The latest report into Scotland’s hills and uplands has recognised the critical role that active livestock farming plays in delivering social, economic and environmental benefits into more remote parts of Scotland.


hill sheep

The Royal Society of Edinburgh (RSE) had undertaken an independent Inquiry into the future of Scotland’s hill and island areas. The inquiry was charged with finding ways to help secure a prosperous and environmentally sustainable future for these economically fragile communities.

Crucially the report recognises that the continuing decline in hill and island agriculture has implications for biodiversity, landscape management and food security. Arresting that decline was the key theme of NFU Scotland’s Manifesto for the Hills launched last week. Similarly, a SAC report published in August had highlighted that sheep numbers in Scotland had declined by almost one quarter in a decade and that cow numbers were down 10 percent in the same period.

Speaking after the launch of the RSE report, NFU Scotland President Jim McLaren said:

“The issues surrounding the ongoing removal of livestock from Scotland’s hills and uplands have now been laid out in black and white in reports generated by several influential groups in Scotland. Proposed solutions may vary but now is the time to nail them down.

“We believe that retaining livestock on the hills and uplands is the key to delivering the social, economic and environmental benefits which the RSE report rightly highlights. Farming in these parts merits continued public support but we need that support to be better targeted.

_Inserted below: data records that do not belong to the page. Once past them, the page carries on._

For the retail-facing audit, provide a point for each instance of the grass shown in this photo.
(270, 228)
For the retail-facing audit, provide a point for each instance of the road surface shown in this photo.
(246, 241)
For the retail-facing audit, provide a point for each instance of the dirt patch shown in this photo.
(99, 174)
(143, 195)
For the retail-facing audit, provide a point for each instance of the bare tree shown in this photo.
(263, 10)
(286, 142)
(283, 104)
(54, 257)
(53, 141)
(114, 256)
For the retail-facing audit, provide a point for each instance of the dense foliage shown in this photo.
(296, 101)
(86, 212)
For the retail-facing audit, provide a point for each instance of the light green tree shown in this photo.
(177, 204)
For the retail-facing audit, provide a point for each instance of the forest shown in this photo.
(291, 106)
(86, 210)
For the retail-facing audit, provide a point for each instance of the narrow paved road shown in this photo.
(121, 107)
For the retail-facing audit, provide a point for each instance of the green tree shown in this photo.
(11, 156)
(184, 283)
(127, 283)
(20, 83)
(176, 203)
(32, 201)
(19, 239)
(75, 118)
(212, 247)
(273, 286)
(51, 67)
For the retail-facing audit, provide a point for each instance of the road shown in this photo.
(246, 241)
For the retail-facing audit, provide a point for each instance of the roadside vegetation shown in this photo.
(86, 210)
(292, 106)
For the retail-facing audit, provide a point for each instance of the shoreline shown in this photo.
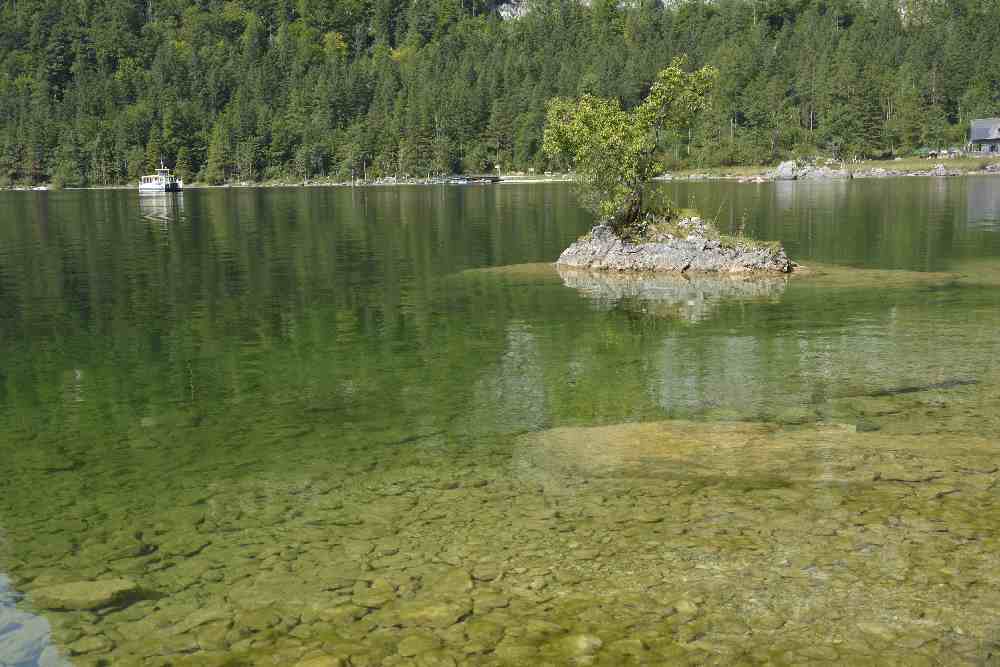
(757, 175)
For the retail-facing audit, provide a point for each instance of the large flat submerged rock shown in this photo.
(689, 246)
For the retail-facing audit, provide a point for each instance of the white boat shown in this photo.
(161, 181)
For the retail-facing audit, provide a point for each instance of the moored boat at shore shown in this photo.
(161, 181)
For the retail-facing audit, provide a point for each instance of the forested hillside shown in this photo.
(98, 92)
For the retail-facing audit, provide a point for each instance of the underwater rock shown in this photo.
(689, 297)
(695, 249)
(84, 595)
(433, 613)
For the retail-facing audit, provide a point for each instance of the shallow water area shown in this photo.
(379, 427)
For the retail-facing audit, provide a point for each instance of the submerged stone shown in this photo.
(690, 297)
(84, 595)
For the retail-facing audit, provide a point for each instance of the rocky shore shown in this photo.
(689, 245)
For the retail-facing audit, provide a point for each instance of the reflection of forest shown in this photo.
(262, 313)
(982, 203)
(162, 206)
(903, 223)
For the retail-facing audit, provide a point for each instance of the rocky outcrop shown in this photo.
(692, 298)
(694, 248)
(786, 171)
(791, 171)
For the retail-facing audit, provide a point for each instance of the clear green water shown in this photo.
(365, 425)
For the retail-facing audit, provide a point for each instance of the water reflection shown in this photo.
(982, 204)
(162, 207)
(25, 639)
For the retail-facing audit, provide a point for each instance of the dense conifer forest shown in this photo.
(98, 92)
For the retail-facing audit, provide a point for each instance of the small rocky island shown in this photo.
(688, 244)
(614, 154)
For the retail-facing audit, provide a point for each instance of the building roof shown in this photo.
(985, 128)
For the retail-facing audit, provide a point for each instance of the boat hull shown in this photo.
(154, 188)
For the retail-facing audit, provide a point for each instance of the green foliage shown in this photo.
(246, 89)
(614, 151)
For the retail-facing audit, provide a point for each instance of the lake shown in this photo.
(375, 426)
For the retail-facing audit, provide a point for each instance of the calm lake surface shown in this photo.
(373, 427)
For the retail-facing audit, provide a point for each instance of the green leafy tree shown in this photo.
(613, 150)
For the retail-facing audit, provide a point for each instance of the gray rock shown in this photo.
(579, 645)
(693, 297)
(603, 249)
(786, 171)
(84, 595)
(822, 174)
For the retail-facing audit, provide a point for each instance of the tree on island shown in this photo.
(614, 151)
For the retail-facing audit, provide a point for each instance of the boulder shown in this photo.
(696, 250)
(84, 595)
(786, 171)
(822, 174)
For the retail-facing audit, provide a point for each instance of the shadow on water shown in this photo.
(25, 639)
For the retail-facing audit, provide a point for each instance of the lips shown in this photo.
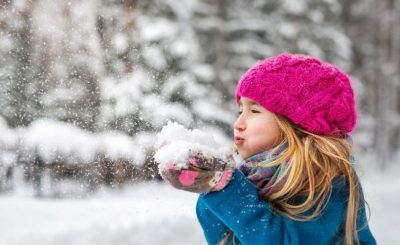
(239, 140)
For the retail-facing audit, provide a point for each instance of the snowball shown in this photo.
(176, 143)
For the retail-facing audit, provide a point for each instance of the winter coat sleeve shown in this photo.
(252, 221)
(214, 229)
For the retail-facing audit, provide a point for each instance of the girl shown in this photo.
(296, 184)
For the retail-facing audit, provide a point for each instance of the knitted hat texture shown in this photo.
(313, 94)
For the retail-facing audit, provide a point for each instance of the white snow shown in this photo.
(175, 143)
(144, 214)
(148, 213)
(54, 140)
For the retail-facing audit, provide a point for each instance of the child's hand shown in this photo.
(200, 174)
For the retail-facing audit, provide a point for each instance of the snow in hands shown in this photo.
(175, 143)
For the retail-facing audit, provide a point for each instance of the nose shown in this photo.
(240, 123)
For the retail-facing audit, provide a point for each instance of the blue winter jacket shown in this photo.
(237, 208)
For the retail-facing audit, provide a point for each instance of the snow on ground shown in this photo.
(152, 213)
(148, 213)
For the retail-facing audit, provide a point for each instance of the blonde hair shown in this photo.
(313, 162)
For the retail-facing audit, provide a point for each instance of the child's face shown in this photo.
(256, 128)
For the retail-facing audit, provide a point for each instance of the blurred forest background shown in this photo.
(86, 85)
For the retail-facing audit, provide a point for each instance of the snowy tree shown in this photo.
(15, 61)
(374, 28)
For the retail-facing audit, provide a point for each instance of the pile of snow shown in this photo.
(60, 141)
(175, 143)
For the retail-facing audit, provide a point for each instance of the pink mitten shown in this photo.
(200, 174)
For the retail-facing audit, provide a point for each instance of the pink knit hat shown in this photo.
(313, 94)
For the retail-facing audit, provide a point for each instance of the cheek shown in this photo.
(265, 134)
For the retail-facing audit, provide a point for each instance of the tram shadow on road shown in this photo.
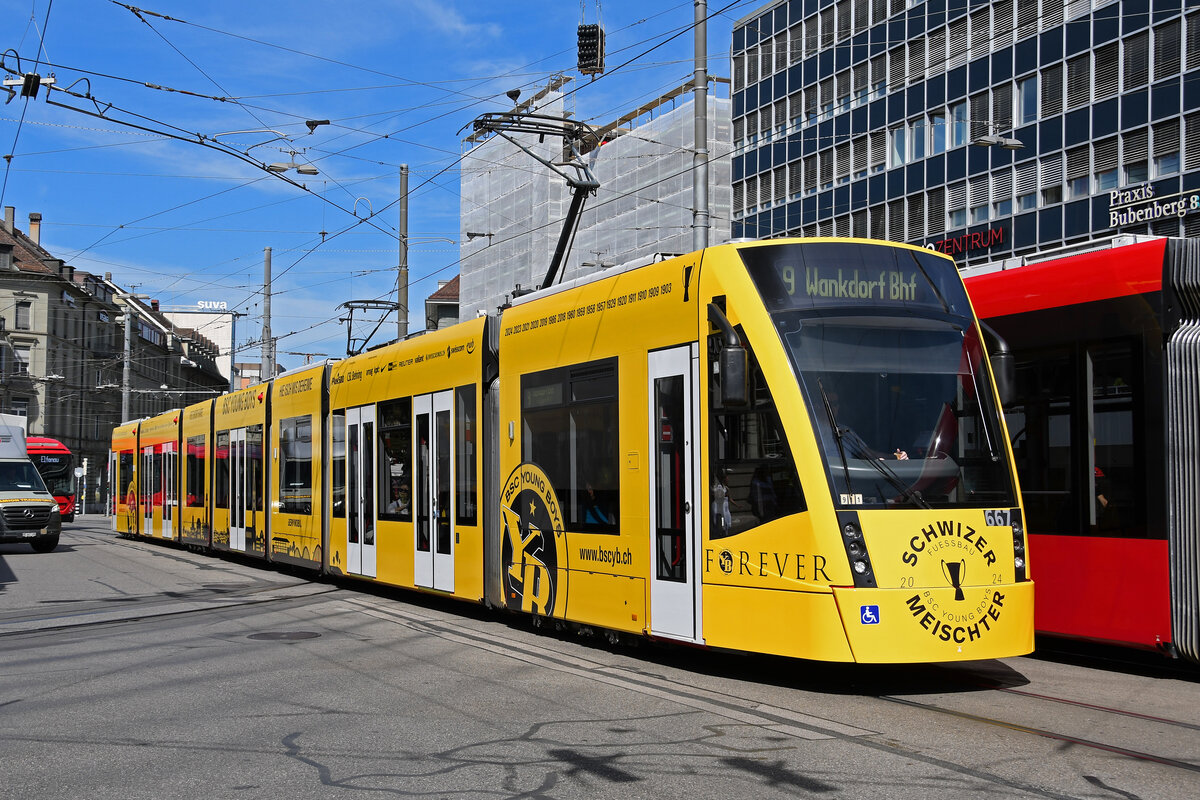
(832, 678)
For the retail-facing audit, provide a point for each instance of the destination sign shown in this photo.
(823, 275)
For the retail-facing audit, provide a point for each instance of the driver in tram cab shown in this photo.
(400, 497)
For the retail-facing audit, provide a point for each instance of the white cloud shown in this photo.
(447, 19)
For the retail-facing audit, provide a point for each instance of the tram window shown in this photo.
(337, 463)
(221, 471)
(396, 458)
(1115, 485)
(569, 417)
(156, 477)
(1039, 422)
(125, 470)
(466, 506)
(255, 462)
(295, 464)
(753, 476)
(197, 453)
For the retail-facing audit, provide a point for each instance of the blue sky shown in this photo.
(186, 218)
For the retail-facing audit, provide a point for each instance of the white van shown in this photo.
(28, 511)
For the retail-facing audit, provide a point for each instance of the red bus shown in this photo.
(55, 463)
(1105, 427)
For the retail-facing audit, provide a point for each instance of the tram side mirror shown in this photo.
(731, 361)
(735, 380)
(1003, 366)
(1005, 373)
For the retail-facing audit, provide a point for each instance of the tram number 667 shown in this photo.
(997, 517)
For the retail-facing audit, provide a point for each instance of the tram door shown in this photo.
(433, 492)
(360, 491)
(149, 489)
(169, 489)
(675, 607)
(239, 488)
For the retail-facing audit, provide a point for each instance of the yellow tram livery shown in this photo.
(789, 446)
(239, 471)
(298, 411)
(406, 463)
(123, 477)
(196, 444)
(157, 475)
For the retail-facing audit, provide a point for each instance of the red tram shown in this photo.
(1105, 427)
(55, 463)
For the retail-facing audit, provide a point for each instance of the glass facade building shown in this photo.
(900, 120)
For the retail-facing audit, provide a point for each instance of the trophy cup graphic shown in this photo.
(955, 573)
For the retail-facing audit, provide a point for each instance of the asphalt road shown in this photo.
(132, 669)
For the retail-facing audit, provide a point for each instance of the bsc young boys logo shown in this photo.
(533, 533)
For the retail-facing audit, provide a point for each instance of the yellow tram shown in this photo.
(790, 446)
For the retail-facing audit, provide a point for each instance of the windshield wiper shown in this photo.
(889, 475)
(983, 416)
(837, 433)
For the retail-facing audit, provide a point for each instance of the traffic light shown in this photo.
(591, 60)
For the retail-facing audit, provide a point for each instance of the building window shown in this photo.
(23, 353)
(1137, 172)
(1078, 187)
(959, 132)
(897, 149)
(24, 314)
(1027, 100)
(1167, 164)
(937, 133)
(918, 139)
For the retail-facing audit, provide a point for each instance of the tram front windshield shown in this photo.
(904, 409)
(887, 352)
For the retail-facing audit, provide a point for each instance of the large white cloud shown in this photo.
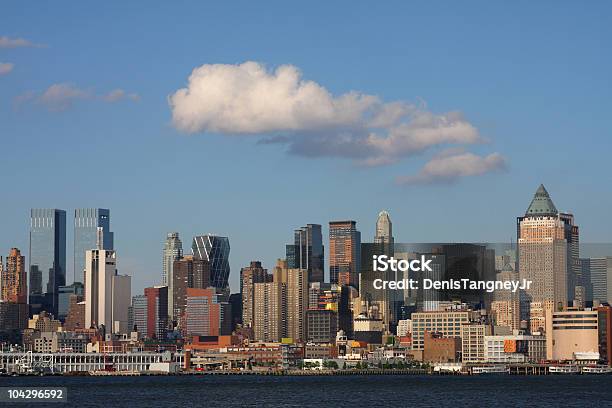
(448, 168)
(281, 107)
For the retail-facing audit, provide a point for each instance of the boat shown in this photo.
(497, 369)
(596, 369)
(564, 369)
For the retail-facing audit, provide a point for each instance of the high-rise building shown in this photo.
(571, 331)
(269, 311)
(250, 275)
(91, 231)
(344, 253)
(447, 323)
(473, 342)
(604, 328)
(306, 252)
(505, 307)
(138, 318)
(47, 258)
(208, 313)
(187, 273)
(601, 278)
(215, 250)
(543, 252)
(384, 229)
(75, 318)
(173, 251)
(122, 296)
(107, 294)
(13, 278)
(157, 312)
(297, 303)
(63, 298)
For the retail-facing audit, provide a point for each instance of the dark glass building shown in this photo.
(215, 250)
(87, 222)
(47, 258)
(307, 252)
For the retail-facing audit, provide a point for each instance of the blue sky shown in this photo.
(533, 78)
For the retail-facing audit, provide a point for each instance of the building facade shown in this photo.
(91, 231)
(215, 250)
(307, 252)
(47, 258)
(344, 253)
(13, 282)
(173, 251)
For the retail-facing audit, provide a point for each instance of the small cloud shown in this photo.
(7, 42)
(6, 67)
(249, 99)
(449, 167)
(59, 97)
(119, 94)
(62, 96)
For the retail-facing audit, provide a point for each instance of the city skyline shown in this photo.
(520, 86)
(155, 279)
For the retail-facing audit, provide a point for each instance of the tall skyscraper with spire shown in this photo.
(173, 251)
(383, 242)
(547, 246)
(306, 252)
(215, 250)
(13, 278)
(344, 253)
(91, 231)
(47, 258)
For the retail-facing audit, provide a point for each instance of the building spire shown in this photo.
(541, 204)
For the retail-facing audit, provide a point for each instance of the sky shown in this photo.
(250, 119)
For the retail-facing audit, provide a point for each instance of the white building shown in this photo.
(404, 327)
(517, 348)
(107, 295)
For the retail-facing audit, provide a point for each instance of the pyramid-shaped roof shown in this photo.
(541, 205)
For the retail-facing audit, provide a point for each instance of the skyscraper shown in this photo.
(307, 252)
(297, 303)
(173, 250)
(215, 250)
(187, 273)
(543, 252)
(601, 278)
(13, 278)
(91, 231)
(139, 314)
(47, 258)
(344, 253)
(157, 312)
(107, 294)
(384, 229)
(208, 313)
(269, 311)
(249, 275)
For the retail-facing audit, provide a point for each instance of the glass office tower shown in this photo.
(86, 235)
(47, 258)
(307, 252)
(215, 250)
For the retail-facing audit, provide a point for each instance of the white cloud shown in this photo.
(6, 67)
(7, 42)
(449, 167)
(59, 97)
(280, 105)
(119, 94)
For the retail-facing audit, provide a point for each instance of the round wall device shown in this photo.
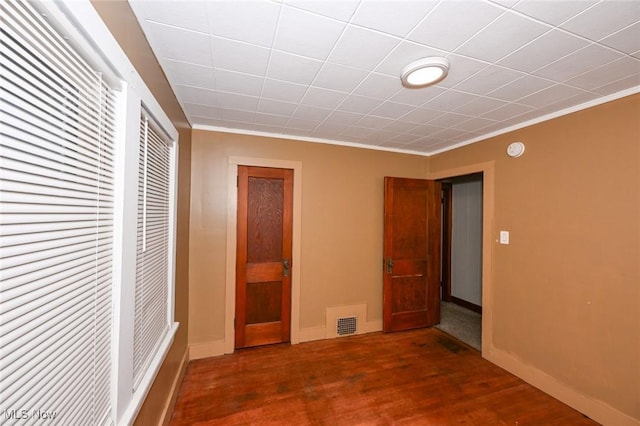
(515, 149)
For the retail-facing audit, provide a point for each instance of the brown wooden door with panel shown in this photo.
(263, 256)
(411, 264)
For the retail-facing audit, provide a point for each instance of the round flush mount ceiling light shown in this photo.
(424, 72)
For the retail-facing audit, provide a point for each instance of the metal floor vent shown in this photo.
(347, 326)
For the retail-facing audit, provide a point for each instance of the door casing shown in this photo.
(232, 209)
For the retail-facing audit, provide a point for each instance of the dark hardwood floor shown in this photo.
(419, 377)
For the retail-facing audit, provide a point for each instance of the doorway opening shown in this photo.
(461, 266)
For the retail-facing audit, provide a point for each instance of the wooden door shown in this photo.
(411, 283)
(263, 256)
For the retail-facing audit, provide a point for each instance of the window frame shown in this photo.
(80, 23)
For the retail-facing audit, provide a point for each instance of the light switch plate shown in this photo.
(504, 237)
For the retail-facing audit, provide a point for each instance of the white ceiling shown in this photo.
(330, 70)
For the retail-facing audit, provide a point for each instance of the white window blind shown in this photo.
(152, 321)
(56, 218)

“The responsibility for delivering the policy solutions lies at the door of Scottish Government and action needs to be taken now. The time is right for Scottish Government to pull together all interested bodies and agree the way forward. The importance of livestock production to Scotland merits decisive action. A clear signal must be sent to those who eke out a living in remote parts that active livestock farming is wanted and valued.”